Sie selbst hat ihren Körper aufgegeben. Ihr Mann experimentiert verbissen
weiter. „Wir sind die meiste Zeit damit beschäftigt, unsere körperliche
Hülle intakt zu halten, und vergessen dabei, auch unseren Geist zu nähren,“
sagt Aronofsky und fügt hinzu: „Daraus entsprang eines der zentralen Themen
dieses Films: Macht uns der Tod menschlich?

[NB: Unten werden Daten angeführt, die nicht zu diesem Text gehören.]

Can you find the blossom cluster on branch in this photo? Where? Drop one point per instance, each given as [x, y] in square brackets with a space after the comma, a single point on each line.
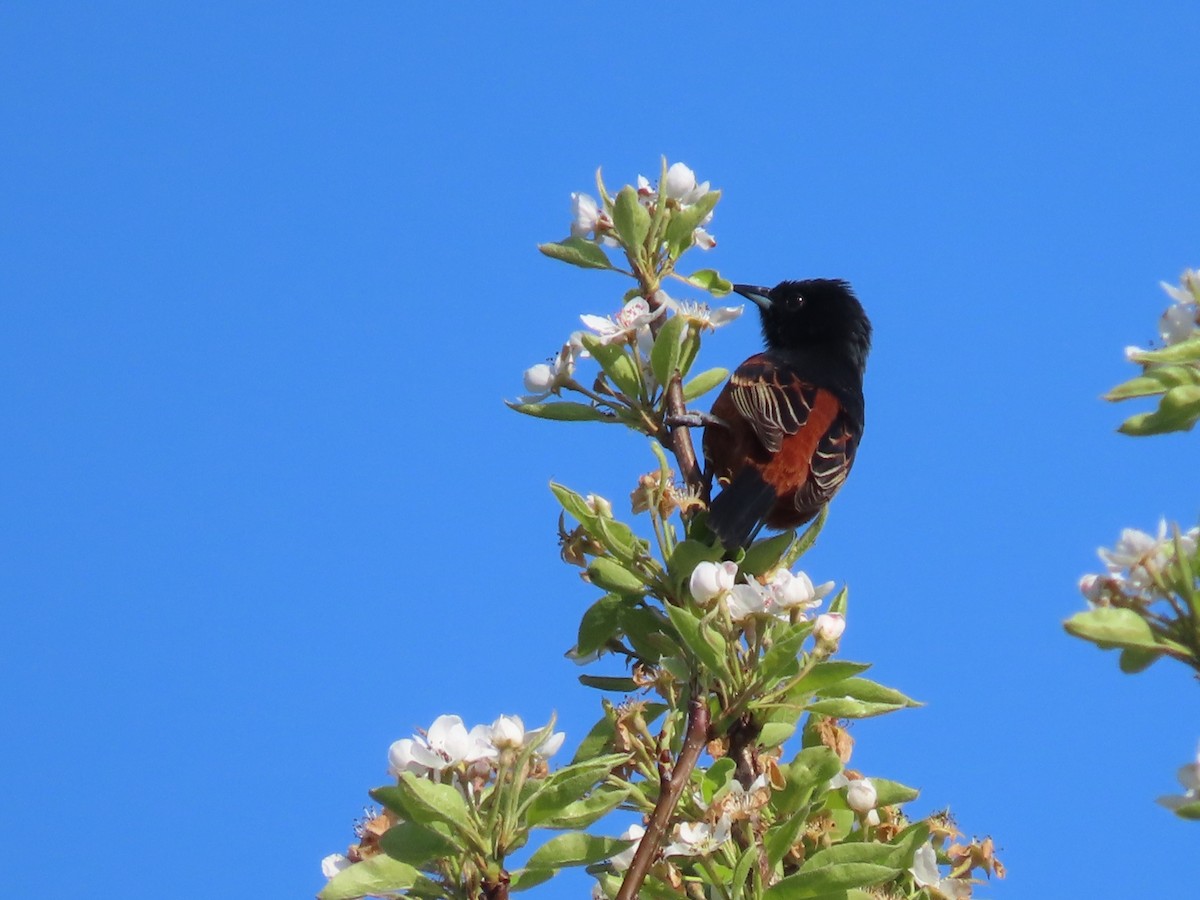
[1146, 603]
[724, 701]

Wenn wir ewig leben könnten,
würden wir unsere Menschlichkeit verlieren?“
Dem hymnisch gefeierten Regisseur
von „Pi“
(1997) und „Requiem for a Dream“ (2000) ist das Spirituelle nicht in die Wiege gelegt worden.

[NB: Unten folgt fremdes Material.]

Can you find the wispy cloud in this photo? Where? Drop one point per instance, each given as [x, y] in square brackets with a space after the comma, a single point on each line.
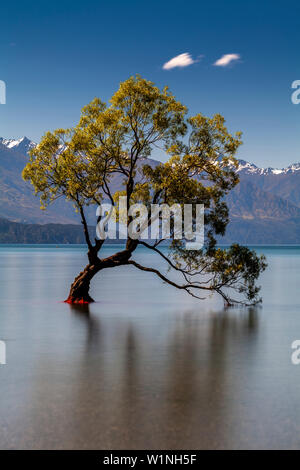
[181, 60]
[226, 59]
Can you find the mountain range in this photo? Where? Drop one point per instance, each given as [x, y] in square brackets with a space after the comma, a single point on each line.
[264, 207]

Als Kind einer jüdischen Mittelklassefamilie wurde er 1969 in Brooklyn
geboren. Wenn der kleine Darren weinte, pflanzte ihn die Mutter vor den Fernsehapparat.

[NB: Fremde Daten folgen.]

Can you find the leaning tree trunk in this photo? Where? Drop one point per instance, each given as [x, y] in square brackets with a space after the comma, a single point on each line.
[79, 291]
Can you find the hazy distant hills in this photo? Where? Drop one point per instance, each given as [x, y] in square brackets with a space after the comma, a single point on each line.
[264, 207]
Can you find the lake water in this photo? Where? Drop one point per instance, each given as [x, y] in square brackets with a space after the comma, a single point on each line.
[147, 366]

„Ich gehöre zur Sesamstraßen-Generation“, erklärt der bekennende
TV-Junkie. „Acht Stunden Fernsehen pro Tag: aus dieser Kultur komme ich.“ Dazu
gehören die Hollywood-Klassiker, Mystery-Serien wie „Twilight Zone“ und
japanische Animes. Der Fernseher war Aronofskys Fenster zur Welt, der Vergnügungspark
von Coney Island sein Spielzimmer. Der verstaubten Schönheit der „Cyclone“-Achterbahn,
dem Blick aufs offene Meer gegenüber hat Aronofsky in „Requiem for a Dream“
ein Denkmal gesetzt.
Nach künstlerischen Anfängen
in der New Yorker Graffiti-Szene studierte Aronofsky ab 1987 Anthropologie in
Harvard, wechselte dann zu den Fächern Film und Animation. Seinem Abschlussfilm
“Supermarket Sweep“ (1990) folgte „Protozoa“ (1993) als Studienprojekt im „American
Film Institute“ in Los Angeles – im Film war Lucy Liu erstmals zu sehen. An
seinem eigenen Debüt als Independent-Regisseur arbeitete Aronofsky von
1996 an: Im Zentrum von „Pi“ steht die faustische Figur des Max; überzeugt
davon, in den 216 Ziffern der titelgebenden Primzahl sei die „Weltformel“ verborgen,
verrammelt sich der Protagonist in seiner Wohnung, die überwuchert ist
von den Kabelsträngen und Platinen eines molochartigen Computers. „Euklid“
hat ein Bewusstsein, glaubt Max. Oder ist er verrückt geworden?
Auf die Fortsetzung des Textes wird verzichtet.